I got stuck in this problem and would appreciate some useful hints without ruining me the work to do. First, assume that we have a function $f$ such that $|f(x)|$ $\le$ $x^2$. The exercise has two parts:
$i$) prove that $f$ is differentiable at $0$.
$ii$)generalize this result by replacing $x^2$ with $|g(x)|$ and adding the necessary properties that $g$ must have.
First, I think I have solved the first part correctly, giving the following answer:
By hypothesis, we have that $-0^2 \le f(0) \le 0^2$ which means that $f(0) = 0$. Also, since $-x^2 \le f(x) \le x^2$ for all x and both $-x^2$ and $x^2$ approach zero near zero then, $f$ is continuous at $0$. Moreover, $|f(0+h)/h| = |f(h)|/|h| \le h^2/|h| = |h|$. Therefore, for every number $\epsilon \gt 0$ if $0 \lt |h| \lt \epsilon$ it follows that $|f(h)/h - 0| \le |h| \lt \epsilon$. This means that $f$ is differentiable at $0$ and $f'(0) = 0$.

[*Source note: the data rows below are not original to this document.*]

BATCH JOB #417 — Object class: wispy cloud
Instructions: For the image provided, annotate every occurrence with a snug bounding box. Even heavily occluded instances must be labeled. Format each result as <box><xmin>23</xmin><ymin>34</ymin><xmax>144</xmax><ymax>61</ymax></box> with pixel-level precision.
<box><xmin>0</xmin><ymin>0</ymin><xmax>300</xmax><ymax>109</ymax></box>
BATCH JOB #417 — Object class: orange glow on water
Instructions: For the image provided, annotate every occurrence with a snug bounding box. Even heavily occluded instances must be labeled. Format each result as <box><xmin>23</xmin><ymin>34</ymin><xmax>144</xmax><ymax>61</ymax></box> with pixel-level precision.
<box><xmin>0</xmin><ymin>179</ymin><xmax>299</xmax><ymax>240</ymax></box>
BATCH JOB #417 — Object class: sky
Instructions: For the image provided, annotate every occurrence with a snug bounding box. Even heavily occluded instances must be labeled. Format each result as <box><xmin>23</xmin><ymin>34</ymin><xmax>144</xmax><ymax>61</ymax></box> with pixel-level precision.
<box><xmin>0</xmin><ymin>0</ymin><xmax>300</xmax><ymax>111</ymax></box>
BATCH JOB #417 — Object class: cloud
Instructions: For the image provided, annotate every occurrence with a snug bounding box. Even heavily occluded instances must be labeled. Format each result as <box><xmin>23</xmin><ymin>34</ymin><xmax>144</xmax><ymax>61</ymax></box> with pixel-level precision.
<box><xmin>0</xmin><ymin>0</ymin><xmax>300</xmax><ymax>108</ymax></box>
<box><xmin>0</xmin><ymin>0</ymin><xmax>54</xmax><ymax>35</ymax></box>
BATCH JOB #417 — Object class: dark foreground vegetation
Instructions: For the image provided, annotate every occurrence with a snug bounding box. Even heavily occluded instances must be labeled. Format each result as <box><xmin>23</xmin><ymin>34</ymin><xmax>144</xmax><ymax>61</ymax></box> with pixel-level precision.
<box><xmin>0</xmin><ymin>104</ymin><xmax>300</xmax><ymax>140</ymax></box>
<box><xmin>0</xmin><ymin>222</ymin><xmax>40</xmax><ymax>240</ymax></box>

Please let me know if this is a correct proof. Next, for solving ii) I have had difficulty solving it. I feel like the necessary conditions are that $g$ is continuous at $0$ with $g(0) = 0$. $g(0) = 0$ allows me to ensure that $f(0) = 0$.This, combined with $f$ being "trapped" between $|g|$ and $-|g|$ with both of these tending to $0$ near $0$(by property of limits with absolute values) is enough to say via Squeeze Theorem that $f$ is continuous at $0$ with $f(0) = 0$.I required g to approach 0 near zero since this felt like the only way in which I can guarantee that $f$ will be continuous at $0$, which is a requisite for being differentiable. However, from here I dont see how to conclude anything else about the limit of $[f(0+h)+f(0)]/h = f(h)/h$ using those assumptions, differently from how I succesfully did in the part $i)$ of the exercise. At this moment I have only that $|f(h)|/|h| \le |g(h)|/|h|$. Perhaps I could say that $g$ is differentiable at $0$ and then be able to say something else about the limit definiton for $f'(0)$?